## Introduction

The Multiple Linear Regression is defined as 

$ {y_i} = {\beta_0} + {\beta_1}x_{i1} + {\beta_2}x_{i2} + \ldots + {\beta_k}x_{ik} + u_i $

This model represents the 'population' we are interested in, where $u_i$ is the error term. We won't be able to know the true values the $\beta$ parameters, so we will use the following model to 'estimate' these parameters.

$ \hat{y_i} = \hat{\beta_0} + \hat{\beta_1}x_{i1} + \hat{\beta_2}x_{i2} + \ldots + \hat{\beta_k}x_{ik} $

Notice that $u_i$ isn't present in this model. The error term is unknown to us during estimation, but can be calculated later as the residual.

As it is currently defined, the model inputs have the subscript $i$ to show that a different prediction will be made for each data point. We can visualize the data as every regression from $i$ to $n$.

$ \hat{y_1} = \hat{\beta_0} + \hat{\beta_1}x_{11} + \hat{\beta_2}x_{12} + \ldots + \hat{\beta_k}x_{1k} $

$ \hat{y_2} = \hat{\beta_0} + \hat{\beta_1}x_{21} + \hat{\beta_2}x_{22} + \ldots + \hat{\beta_k}x_{2k} $

$ \vdots $

$ \hat{y_n} = \hat{\beta_0} + \hat{\beta_1}x_{n1} + \hat{\beta_2}x_{n2} + \ldots + \hat{\beta_k}x_{nk} $

Because we are attempting to find the different $\beta$ parameters, we can simplify the above representation with matricies.

$ \hat{Y} = 
\begin{bmatrix}
    y_1 \\
    y_2 \\
    \vdots \\
    y_n
\end{bmatrix}  
; \hat{\beta} = 
\begin{bmatrix}
    \beta_0 \\
    \beta_1 \\
    \vdots \\
    \beta_k
\end{bmatrix}
; X = 
\begin{bmatrix}
    1 & x_{11} & x_{12} & \dots & x_{1k} \\
    1 & x_{21} & x_{22} & \dots & x_{2k} \\
    \vdots & \vdots & \vdots & \ddots & \vdots \\
    1 & x_{n1} & x_{n2} & \dots & x_{nk} \\
\end{bmatrix}
$

If you are familiar with matrix algebra, you will notice that $\hat{Y}$ is simply the dot product of $X$ and $\hat{\beta}$. Also notice the 1s in the first column of $X$. These are the values that will be mutiplied by the constant $\hat{\beta_0}$


## Derive the estimator for $ \hat{\beta} $ by minimizing the sum of square residuals

We want to find the matrix of parameters that will minimize the sum of square residuals, or mathematically, we will be finding $ \min\sum{\hat{u_i^2} } $

Before we start, we can expand $ \sum{\hat{u_i^2}} $ and seperate each $ {u_i}^2 $ into two matricies, allowing us to rewrite the sum of square residuals as $ \hat{U'}U $, where $U$ is a $(n x 1)$ matrix of residuals.

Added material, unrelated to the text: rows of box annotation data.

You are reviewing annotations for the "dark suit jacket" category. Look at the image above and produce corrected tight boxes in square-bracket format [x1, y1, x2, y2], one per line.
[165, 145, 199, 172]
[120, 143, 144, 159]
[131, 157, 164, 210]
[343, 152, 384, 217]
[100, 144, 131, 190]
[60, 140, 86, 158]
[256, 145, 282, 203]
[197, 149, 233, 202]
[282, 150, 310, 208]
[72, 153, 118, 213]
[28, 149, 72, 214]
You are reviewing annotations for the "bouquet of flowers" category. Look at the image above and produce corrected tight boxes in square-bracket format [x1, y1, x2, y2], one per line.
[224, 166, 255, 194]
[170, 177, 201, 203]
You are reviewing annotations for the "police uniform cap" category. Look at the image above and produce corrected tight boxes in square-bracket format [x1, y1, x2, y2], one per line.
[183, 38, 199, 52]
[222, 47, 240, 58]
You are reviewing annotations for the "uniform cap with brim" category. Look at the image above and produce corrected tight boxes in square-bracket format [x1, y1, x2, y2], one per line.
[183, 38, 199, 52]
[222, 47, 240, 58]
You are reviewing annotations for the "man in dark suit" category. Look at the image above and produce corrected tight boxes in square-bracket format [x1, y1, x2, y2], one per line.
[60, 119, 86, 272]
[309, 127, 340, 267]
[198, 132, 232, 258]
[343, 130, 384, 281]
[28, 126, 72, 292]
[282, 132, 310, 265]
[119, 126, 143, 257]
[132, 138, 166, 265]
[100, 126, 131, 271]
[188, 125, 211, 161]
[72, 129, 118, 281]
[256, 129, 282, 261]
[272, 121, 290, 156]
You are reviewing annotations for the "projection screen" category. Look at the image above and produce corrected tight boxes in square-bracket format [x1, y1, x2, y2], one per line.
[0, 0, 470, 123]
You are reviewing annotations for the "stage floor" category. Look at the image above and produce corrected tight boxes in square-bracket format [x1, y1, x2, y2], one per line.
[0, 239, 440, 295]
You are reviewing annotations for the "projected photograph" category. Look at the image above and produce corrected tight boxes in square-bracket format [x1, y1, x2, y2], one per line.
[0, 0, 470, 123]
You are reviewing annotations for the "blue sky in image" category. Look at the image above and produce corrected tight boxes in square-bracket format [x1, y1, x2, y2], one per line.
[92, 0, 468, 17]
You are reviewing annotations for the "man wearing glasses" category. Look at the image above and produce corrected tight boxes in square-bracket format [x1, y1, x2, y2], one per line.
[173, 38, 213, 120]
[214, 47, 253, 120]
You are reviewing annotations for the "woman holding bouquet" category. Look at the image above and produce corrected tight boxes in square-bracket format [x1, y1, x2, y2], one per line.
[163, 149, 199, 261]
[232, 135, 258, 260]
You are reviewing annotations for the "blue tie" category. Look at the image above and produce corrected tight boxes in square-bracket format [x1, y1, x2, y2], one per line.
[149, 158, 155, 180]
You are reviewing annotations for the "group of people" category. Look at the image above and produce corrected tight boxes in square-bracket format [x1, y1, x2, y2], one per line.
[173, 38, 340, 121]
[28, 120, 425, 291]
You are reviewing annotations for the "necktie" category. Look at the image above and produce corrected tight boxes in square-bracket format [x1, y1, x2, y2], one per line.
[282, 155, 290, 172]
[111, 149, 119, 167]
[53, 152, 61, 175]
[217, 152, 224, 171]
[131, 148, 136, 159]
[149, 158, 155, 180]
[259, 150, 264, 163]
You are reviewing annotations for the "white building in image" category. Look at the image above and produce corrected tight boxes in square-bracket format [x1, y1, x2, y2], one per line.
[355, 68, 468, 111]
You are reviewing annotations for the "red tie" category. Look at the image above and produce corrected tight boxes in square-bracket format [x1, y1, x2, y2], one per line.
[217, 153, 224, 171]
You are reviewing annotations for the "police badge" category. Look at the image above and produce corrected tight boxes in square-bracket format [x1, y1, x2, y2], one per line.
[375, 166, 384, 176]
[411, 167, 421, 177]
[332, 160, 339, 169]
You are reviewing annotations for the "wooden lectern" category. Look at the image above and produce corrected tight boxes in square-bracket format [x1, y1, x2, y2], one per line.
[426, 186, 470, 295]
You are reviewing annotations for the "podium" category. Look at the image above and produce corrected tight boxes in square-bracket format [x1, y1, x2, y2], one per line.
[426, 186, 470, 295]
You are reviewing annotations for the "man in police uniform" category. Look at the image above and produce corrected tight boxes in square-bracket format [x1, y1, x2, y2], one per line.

With that taken care of, we can now derive the estimator.

$$ \min{\hat{U'}U} $$

Remember that the residual is defined as $U = Y -\hat{Y}$ and $\hat{Y} = X\hat{\beta} $, so 

$$ \min{ (Y -\hat{Y})'(Y -\hat{Y}) } $$

$$ \min{ (Y - X\hat{\beta})'(Y - X\hat{\beta}) } $$

$$ \min{ Y'Y - Y'X\hat{\beta} - (X\hat{\beta})'Y } + (X\hat{\beta})'X\hat{\beta}$$

$$ \min{ Y'Y - Y'X\hat{\beta} - \hat{\beta}'X'Y } + \hat{\beta}'X'X\hat{\beta}$$

In [1]:
import pandas as pd
import numpy as np

df = pd.read_csv('WAGE2_SMALL.CSV')

In [4]:
df.head(5)

Unnamed: 0,wage,tenure,IQ,educ
0,769,2,93,12
1,808,16,119,18
2,825,9,108,14
3,650,7,96,12
4,562,5,74,11


In [5]:
Y = np.matrix(df.wage).T
X = np.matrix([np.ones(len(df)), df.tenure, df.IQ, df.educ]).T

In [6]:
Y[:10]

matrix([[ 769],
        [ 808],
        [ 825],
        [ 650],
        [ 562],
        [1400],
        [ 600],
        [1081],
        [1154],
        [1000]], dtype=int64)

In [7]:
X[:10]

matrix([[  1.,   2.,  93.,  12.],
        [  1.,  16., 119.,  18.],
        [  1.,   9., 108.,  14.],
        [  1.,   7.,  96.,  12.],
        [  1.,   5.,  74.,  11.],
        [  1.,   2., 116.,  16.],
        [  1.,   0.,  91.,  10.],
        [  1.,  14., 114.,  18.],
        [  1.,   1., 111.,  15.],
        [  1.,  16.,  95.,  12.]])

In [8]:
B = (X.T * X).I * X.T * Y

Let's look at the results. This matrix contains the parameters for our model. The first parameter is the intercept ($\hat{\beta_0}$), the following ones 

In [9]:
B

matrix([[-199.55416715],
        [  10.3007383 ],
        [   4.85024855],
        [  43.93506431]])

In [10]:
def predict_wage(t, iq, ed):
    return float(B[0]) + (float(B[1]) * t) + (float(B[2]) * iq) + (float(B[3]) * ed)

In [11]:
df.head(1)

Unnamed: 0,wage,tenure,IQ,educ
0,769,2,93,12


In [12]:
predict_wage(2,93,12)

799.3411964727363